Instantly share code, notes, and snippets.

@conrad784
Created February 21, 2018 09:13
Show Gist options
  • Star 0 You must be signed in to star a gist
  • Fork 0 You must be signed in to fork a gist
  • Save conrad784/cb0aa0aff2619fa43d34d8c2bff79fb5 to your computer and use it in GitHub Desktop.
Save conrad784/cb0aa0aff2619fa43d34d8c2bff79fb5 to your computer and use it in GitHub Desktop.

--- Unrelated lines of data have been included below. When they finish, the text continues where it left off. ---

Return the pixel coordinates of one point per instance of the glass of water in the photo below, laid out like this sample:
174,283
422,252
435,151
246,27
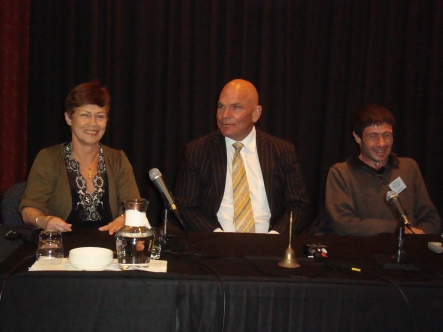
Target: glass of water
50,248
157,243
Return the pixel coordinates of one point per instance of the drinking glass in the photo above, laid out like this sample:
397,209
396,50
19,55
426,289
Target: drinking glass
50,248
157,242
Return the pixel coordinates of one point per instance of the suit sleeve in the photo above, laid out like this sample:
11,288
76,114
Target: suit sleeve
191,196
426,216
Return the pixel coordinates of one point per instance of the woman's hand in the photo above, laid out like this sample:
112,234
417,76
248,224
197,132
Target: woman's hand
114,225
56,224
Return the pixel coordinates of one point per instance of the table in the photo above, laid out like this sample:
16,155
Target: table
231,282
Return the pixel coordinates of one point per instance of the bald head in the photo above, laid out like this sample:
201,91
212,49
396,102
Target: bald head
238,109
243,89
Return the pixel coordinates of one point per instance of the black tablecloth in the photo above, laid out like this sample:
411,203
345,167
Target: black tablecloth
232,282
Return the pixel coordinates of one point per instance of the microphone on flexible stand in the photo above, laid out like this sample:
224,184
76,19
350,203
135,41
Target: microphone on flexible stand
392,198
399,263
157,178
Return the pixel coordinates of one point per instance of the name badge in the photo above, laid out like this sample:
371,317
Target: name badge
397,185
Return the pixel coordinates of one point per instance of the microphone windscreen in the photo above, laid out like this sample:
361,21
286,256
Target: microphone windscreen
154,173
391,195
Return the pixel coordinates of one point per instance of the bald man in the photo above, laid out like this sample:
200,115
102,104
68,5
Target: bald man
204,188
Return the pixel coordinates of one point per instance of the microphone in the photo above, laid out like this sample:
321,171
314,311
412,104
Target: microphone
157,178
392,198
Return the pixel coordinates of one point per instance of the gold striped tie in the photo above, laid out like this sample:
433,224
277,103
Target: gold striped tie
243,215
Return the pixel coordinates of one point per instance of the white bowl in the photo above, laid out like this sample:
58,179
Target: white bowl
90,258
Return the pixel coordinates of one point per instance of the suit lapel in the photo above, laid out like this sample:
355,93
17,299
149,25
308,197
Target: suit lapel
264,150
219,163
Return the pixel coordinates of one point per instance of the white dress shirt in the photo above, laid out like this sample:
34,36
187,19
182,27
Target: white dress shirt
259,200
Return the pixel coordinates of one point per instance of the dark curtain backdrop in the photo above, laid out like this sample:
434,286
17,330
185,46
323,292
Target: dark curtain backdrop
314,63
14,38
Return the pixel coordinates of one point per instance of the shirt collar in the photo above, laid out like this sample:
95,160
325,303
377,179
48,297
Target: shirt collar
249,141
356,162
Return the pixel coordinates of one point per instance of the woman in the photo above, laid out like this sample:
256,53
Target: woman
82,183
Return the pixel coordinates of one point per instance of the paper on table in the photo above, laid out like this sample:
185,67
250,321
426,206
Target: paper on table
154,266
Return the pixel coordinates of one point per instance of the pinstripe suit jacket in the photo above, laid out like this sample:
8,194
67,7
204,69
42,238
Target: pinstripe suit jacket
201,182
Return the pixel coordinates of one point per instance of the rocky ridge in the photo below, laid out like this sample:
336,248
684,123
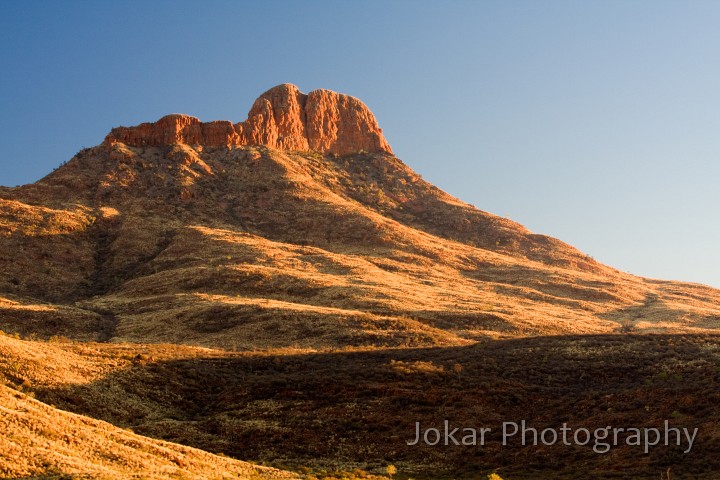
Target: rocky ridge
283,118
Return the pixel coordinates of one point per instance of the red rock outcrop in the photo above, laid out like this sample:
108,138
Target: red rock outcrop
283,118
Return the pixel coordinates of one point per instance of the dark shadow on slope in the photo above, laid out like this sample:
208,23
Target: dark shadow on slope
361,407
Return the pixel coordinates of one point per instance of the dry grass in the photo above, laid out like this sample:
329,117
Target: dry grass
359,295
355,409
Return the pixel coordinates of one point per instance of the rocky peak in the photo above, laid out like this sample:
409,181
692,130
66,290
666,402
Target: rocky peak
283,118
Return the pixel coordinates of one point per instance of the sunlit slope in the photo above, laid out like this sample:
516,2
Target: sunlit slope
249,247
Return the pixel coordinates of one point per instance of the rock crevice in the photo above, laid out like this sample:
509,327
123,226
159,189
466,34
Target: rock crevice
283,118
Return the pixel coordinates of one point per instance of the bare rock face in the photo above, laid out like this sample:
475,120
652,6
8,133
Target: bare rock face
283,118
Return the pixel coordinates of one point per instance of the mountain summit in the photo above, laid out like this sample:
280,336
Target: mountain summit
283,118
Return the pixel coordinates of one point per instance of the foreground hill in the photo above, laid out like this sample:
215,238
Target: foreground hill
39,441
154,237
355,410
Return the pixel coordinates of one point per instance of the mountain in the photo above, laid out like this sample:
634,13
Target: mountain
296,227
285,291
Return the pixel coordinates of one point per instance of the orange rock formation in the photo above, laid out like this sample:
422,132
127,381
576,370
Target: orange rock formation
282,118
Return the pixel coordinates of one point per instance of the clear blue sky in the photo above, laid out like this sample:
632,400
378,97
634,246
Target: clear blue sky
597,122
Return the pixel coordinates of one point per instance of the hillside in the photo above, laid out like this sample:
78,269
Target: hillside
246,246
283,290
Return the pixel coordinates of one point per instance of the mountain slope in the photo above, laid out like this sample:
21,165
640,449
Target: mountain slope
246,246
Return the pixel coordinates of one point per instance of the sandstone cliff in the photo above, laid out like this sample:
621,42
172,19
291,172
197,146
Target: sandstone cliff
283,118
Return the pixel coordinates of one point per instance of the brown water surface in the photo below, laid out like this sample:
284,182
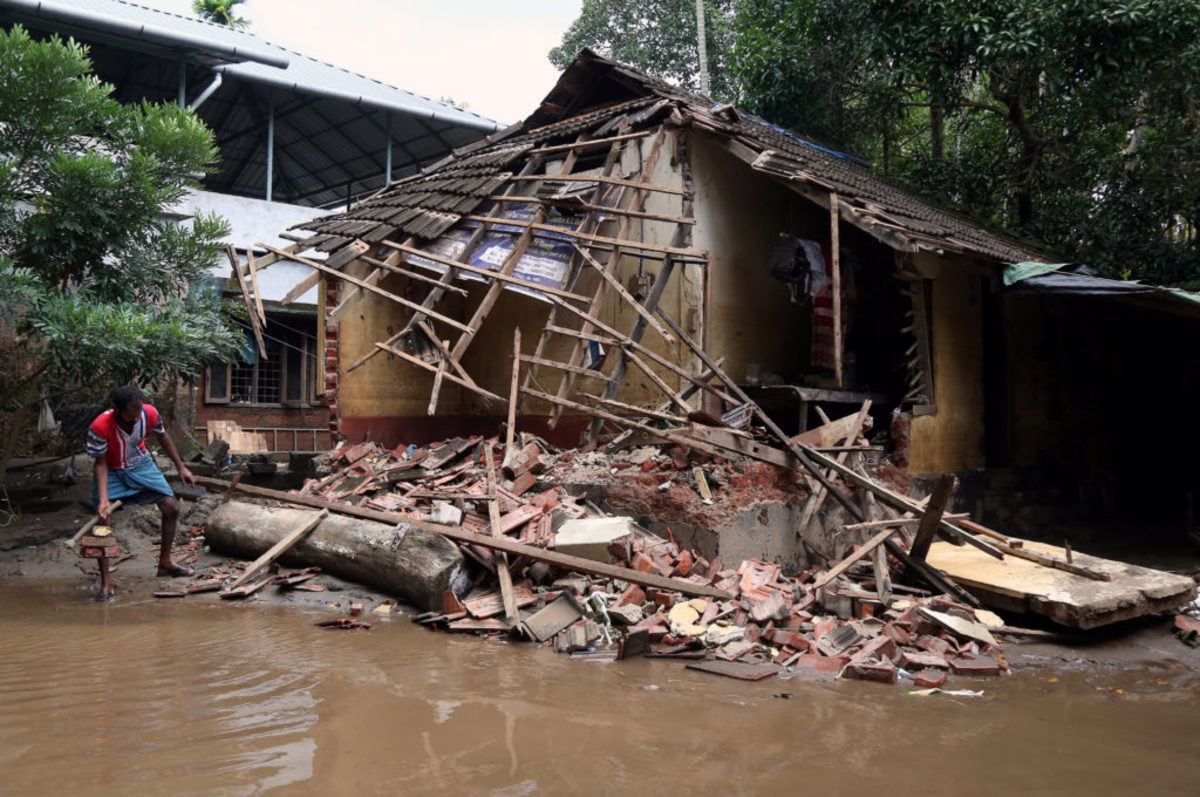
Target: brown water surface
201,697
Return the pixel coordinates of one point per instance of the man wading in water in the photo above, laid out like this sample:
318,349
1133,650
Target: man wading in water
125,471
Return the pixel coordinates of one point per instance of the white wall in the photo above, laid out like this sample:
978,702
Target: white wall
257,221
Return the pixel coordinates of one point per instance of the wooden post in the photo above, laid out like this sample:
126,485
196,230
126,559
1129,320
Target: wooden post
933,516
514,389
835,268
502,558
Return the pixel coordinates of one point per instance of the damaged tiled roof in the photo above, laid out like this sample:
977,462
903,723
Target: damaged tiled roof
595,95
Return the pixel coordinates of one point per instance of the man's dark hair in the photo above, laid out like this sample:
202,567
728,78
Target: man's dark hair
127,395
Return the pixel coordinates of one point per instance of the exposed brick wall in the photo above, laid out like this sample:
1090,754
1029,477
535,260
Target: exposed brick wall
333,294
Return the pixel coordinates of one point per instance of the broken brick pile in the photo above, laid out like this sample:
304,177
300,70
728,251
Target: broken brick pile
773,623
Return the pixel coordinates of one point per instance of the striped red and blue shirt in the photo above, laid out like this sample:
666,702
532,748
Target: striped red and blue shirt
121,449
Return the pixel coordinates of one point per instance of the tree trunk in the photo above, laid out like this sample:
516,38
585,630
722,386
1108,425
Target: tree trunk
411,563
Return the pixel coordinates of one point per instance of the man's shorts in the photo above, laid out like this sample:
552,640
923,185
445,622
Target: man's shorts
142,484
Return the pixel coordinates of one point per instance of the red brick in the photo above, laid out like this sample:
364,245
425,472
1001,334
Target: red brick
933,643
643,563
982,666
881,647
929,678
823,627
913,661
831,664
870,670
633,594
898,634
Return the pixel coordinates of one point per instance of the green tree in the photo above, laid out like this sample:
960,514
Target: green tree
1072,123
658,36
97,283
220,12
1069,121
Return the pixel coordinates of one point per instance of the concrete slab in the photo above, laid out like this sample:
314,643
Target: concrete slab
1068,599
591,537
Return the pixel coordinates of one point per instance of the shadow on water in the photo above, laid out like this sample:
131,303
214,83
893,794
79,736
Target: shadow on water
201,697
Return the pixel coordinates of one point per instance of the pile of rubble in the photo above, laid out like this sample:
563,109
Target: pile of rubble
754,621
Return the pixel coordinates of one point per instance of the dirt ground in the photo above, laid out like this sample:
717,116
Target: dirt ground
37,516
33,543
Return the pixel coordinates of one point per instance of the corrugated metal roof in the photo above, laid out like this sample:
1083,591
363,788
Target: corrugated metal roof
227,45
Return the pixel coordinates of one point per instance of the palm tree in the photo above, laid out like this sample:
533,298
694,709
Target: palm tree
220,11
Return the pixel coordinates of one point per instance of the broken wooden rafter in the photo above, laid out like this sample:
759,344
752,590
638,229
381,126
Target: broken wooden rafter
591,221
502,558
256,325
421,364
412,275
615,283
564,366
847,562
552,232
492,274
563,561
577,204
279,550
606,180
591,143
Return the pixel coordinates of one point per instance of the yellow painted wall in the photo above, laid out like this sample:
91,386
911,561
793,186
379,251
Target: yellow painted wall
953,439
385,387
739,216
395,388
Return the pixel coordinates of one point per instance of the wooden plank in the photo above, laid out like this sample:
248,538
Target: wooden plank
813,505
1068,599
615,283
604,340
301,287
897,521
660,433
486,273
400,300
279,550
514,385
502,558
407,273
835,268
421,364
493,291
441,346
250,305
550,231
91,523
606,180
849,562
833,432
575,265
253,282
929,522
564,366
589,143
563,561
437,388
597,209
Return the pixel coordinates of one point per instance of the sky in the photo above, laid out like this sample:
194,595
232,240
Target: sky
490,54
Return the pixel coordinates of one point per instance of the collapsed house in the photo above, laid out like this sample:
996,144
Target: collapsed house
634,264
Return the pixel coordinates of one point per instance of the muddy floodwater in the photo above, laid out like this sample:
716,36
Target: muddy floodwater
189,697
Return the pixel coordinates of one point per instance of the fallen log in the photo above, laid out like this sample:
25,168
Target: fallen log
407,562
562,561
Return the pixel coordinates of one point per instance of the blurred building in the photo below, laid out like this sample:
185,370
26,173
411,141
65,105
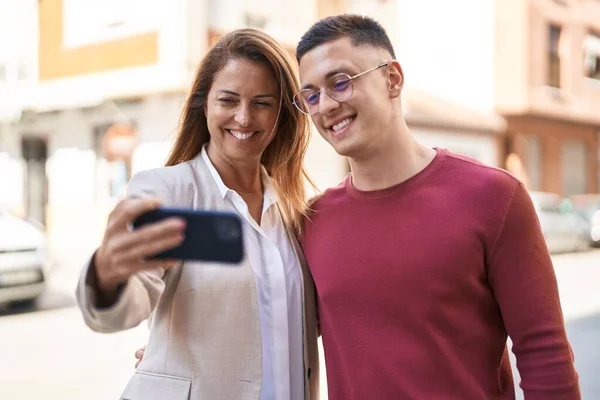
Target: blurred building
91,91
547,86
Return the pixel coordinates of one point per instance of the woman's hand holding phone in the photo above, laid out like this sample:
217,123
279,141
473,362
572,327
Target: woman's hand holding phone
125,251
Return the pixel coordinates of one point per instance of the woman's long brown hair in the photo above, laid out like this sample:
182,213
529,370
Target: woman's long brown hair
283,158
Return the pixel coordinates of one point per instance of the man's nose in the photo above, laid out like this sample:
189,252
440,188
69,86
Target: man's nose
327,103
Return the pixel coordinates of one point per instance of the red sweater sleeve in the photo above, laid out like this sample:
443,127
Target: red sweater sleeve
522,277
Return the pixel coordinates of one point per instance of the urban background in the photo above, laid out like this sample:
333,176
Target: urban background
91,92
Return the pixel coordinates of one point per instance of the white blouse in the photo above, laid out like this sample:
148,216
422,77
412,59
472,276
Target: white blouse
278,288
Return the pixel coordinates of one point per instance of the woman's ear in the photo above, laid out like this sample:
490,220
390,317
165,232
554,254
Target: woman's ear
395,78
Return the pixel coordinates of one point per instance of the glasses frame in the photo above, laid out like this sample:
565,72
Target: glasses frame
330,94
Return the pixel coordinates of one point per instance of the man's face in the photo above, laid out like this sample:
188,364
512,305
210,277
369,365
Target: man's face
351,126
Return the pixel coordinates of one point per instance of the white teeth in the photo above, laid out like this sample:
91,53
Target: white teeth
341,125
241,136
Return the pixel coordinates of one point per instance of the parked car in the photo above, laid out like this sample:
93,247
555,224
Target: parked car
588,206
564,229
23,259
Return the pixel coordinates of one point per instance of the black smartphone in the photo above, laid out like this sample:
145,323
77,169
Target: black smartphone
209,235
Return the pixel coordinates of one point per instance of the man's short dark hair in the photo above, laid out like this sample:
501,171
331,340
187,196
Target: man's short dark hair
360,29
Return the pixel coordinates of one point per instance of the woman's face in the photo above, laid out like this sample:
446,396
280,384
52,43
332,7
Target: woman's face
241,111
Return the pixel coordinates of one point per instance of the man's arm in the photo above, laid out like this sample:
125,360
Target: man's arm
521,274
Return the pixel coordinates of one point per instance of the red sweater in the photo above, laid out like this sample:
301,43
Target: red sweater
419,284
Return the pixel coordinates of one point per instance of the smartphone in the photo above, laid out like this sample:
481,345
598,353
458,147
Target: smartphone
209,235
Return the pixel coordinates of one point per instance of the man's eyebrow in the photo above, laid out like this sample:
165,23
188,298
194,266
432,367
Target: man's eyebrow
329,75
261,96
228,92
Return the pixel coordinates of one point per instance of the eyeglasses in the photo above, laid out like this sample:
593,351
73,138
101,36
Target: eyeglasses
340,90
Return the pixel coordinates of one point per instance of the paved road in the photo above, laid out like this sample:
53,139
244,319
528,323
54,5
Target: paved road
46,352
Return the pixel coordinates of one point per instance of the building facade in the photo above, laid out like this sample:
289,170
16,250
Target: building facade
547,87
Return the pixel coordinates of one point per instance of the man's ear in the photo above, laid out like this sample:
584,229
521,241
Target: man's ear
395,78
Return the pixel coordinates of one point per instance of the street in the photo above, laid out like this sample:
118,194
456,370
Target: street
48,353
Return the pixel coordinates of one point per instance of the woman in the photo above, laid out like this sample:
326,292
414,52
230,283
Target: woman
219,332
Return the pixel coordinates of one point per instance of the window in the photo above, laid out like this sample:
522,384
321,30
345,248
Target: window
574,176
533,160
591,48
114,145
92,21
554,56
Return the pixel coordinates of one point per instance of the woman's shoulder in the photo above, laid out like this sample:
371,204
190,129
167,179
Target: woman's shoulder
174,184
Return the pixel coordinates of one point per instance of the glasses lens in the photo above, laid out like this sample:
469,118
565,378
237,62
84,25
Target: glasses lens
300,103
308,100
341,89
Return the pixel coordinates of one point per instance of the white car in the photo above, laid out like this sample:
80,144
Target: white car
564,229
23,259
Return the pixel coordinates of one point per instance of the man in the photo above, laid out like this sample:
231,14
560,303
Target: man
424,261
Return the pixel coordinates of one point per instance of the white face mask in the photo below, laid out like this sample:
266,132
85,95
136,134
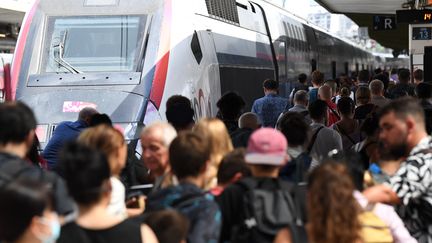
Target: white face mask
54,226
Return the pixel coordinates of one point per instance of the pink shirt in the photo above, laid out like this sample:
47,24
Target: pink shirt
387,214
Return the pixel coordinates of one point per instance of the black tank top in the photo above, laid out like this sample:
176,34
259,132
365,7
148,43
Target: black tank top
127,231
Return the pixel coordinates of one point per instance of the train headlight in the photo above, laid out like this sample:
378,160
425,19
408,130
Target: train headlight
130,131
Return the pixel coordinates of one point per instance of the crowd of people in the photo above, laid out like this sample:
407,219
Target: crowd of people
339,161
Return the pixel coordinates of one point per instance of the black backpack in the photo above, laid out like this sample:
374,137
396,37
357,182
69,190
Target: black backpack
265,211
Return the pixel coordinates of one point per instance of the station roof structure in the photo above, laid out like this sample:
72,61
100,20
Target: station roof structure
12,11
362,13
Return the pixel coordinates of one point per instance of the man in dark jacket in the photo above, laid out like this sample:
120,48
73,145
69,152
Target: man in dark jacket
66,131
18,125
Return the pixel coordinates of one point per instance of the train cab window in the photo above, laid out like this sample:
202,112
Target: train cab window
93,44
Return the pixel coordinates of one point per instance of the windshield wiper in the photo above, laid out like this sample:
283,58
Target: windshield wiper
59,53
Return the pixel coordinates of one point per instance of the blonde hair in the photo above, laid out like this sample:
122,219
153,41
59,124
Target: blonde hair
215,131
107,140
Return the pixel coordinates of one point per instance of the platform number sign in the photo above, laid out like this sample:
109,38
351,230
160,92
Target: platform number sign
384,22
422,33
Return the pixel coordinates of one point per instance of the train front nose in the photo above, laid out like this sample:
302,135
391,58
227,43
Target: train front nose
125,109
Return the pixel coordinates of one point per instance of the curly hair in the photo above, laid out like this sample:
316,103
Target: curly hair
332,209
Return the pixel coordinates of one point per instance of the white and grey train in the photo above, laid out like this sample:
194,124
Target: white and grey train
127,57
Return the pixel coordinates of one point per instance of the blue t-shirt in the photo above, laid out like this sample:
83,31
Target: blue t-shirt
64,132
199,207
268,109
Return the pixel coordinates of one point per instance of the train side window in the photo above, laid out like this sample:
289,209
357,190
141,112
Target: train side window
196,48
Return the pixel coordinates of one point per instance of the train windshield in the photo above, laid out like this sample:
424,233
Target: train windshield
93,44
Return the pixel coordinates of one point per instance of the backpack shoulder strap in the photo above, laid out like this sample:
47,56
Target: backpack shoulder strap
342,131
333,111
186,200
298,233
312,142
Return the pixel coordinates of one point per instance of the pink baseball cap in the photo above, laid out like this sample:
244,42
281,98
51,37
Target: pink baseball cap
267,146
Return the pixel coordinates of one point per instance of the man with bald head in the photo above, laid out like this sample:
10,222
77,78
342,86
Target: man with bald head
325,94
64,132
155,141
377,91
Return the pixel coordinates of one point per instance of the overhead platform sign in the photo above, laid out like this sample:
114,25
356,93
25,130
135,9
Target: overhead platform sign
381,22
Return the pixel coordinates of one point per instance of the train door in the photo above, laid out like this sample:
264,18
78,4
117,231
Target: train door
333,70
311,47
427,62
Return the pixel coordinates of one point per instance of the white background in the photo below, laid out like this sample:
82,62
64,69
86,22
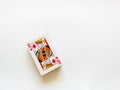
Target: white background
85,34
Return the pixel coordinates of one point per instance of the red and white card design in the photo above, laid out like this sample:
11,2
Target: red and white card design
43,55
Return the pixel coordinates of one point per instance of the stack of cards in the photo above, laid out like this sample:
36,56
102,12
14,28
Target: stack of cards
43,55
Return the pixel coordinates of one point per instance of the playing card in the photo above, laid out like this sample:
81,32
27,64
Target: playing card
43,55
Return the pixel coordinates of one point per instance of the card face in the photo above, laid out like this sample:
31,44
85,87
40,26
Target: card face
43,55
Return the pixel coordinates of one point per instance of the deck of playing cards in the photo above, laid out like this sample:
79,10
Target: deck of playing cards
43,55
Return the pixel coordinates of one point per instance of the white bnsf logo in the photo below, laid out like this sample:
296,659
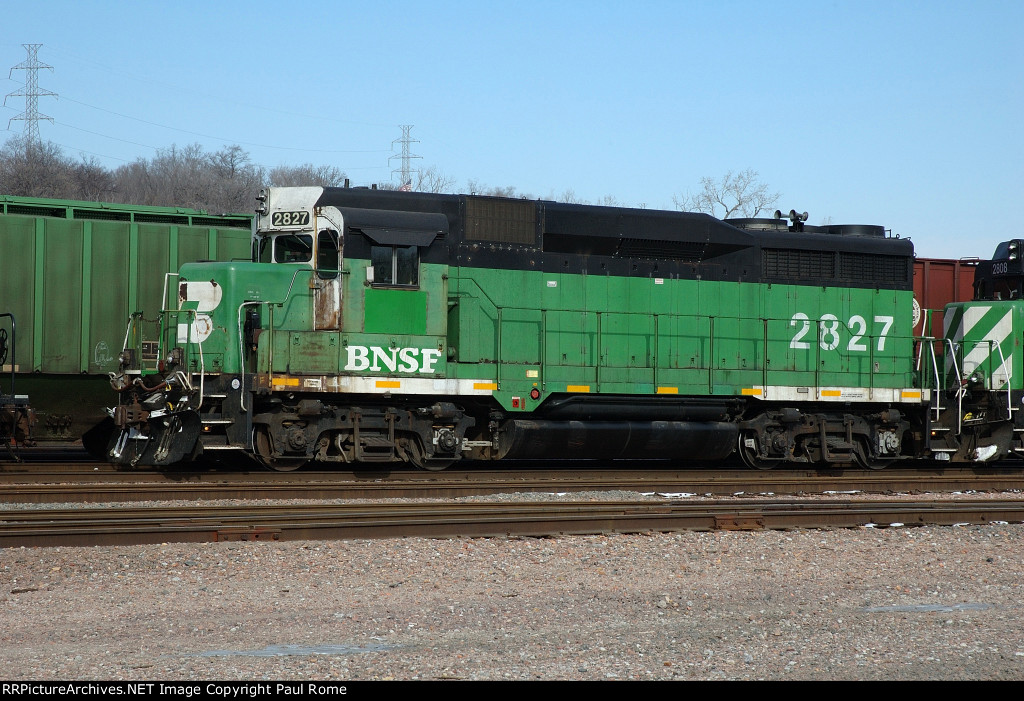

python script to scan directory for duplicate files and keeping the latest file
#!/usr/bin/env python3
# -*- coding: utf-8 -*-
# (C) 2018 Conrad Sachweh
"""NAME
%(prog)s - <description>
SYNOPSIS
%(prog)s [--help]
DESCRIPTION
none
FILES
none
SEE ALSO
nothing
DIAGNOSTICS
none
BUGS
none
AUTHOR
Conrad Sachweh, conrad@csachweh.de
"""
#--------- Classes, Functions, etc ---------------------------------------------
def checksum(filename, algo="sha256", block_size=65536):
"""
read file with chunk sizes, 65536 = 64kb chunk
"""
import hashlib
hashFunction = getattr(hashlib, algo)()
with open(filename, 'rb', buffering=0) as f:
for block in iter(lambda: f.read(block_size), b''):
hashFunction.update(block)
return filename, hashFunction.hexdigest()
# functions from https://stackoverflow.com/a/8558403
def walk_files(topdir):
"""yield up full pathname for each file in tree under topdir"""
import os
for dirpath, dirnames, filenames in os.walk(topdir):
for fname in filenames:
pathname = os.path.join(dirpath, fname)
yield pathname
def files_to_process(topdir, size_limit=10000000):
"""
yield up full pathname for only files we want to process
size_limit in bytes
"""
import os
from stat import S_ISREG
for fname in walk_files(topdir):
try: sr = os.stat(fname)
except OSError: pass
else:
# if it is a regular file and small enough, we want to process it
if S_ISREG(sr.st_mode) and sr.st_size <= size_limit:
yield fname
def get_file_info(files):
import os
info = {}
for item in files:
st = os.stat(item)
info[item] = {"size": st.st_size, "timestamp": st.st_mtime}
return info
def get_filesize(files):
finfo = get_file_info(files)
size = 0
for fname, info in finfo.items():
size += info.get("size")
return size
def get_latest(finfo):
mtime = 0
latestfile = None
for fname, info in finfo.items():
if info.get("timestamp") > mtime:
mtime = info.get("timestamp")
latestfile = fname
return latestfile, mtime
def sizeof_fmt(num, suffix='B'):
"""
https://stackoverflow.com/a/1094933
"""
for unit in ['','Ki','Mi','Gi','Ti','Pi','Ei','Zi']:
if abs(num) < 1024.0:
return "%3.1f%s%s" % (num, unit, suffix)
num /= 1024.0
return "%.1f%s%s" % (num, 'Yi', suffix)
#-------------------------------------------------------------------------------
# Main
#-------------------------------------------------------------------------------
if __name__=="__main__":
import sys, os, glob
from multiprocessing import Pool, freeze_support
import argparse
parser = argparse.ArgumentParser()
parser.add_argument('-r', '--recursive', action='store_true',
help="do this recursive")
parser.add_argument('-v', '--verbose', action='count', default=0,
help='show more verbose output')
parser.add_argument('--cores', action='store', default=1, type=int,
help='hashing is usually I/O bound, but feel free to increase this for high performance storage devices or only small files')
parser.add_argument('--dry-run', action='store_true',
help="only index directory, don't actually delete file")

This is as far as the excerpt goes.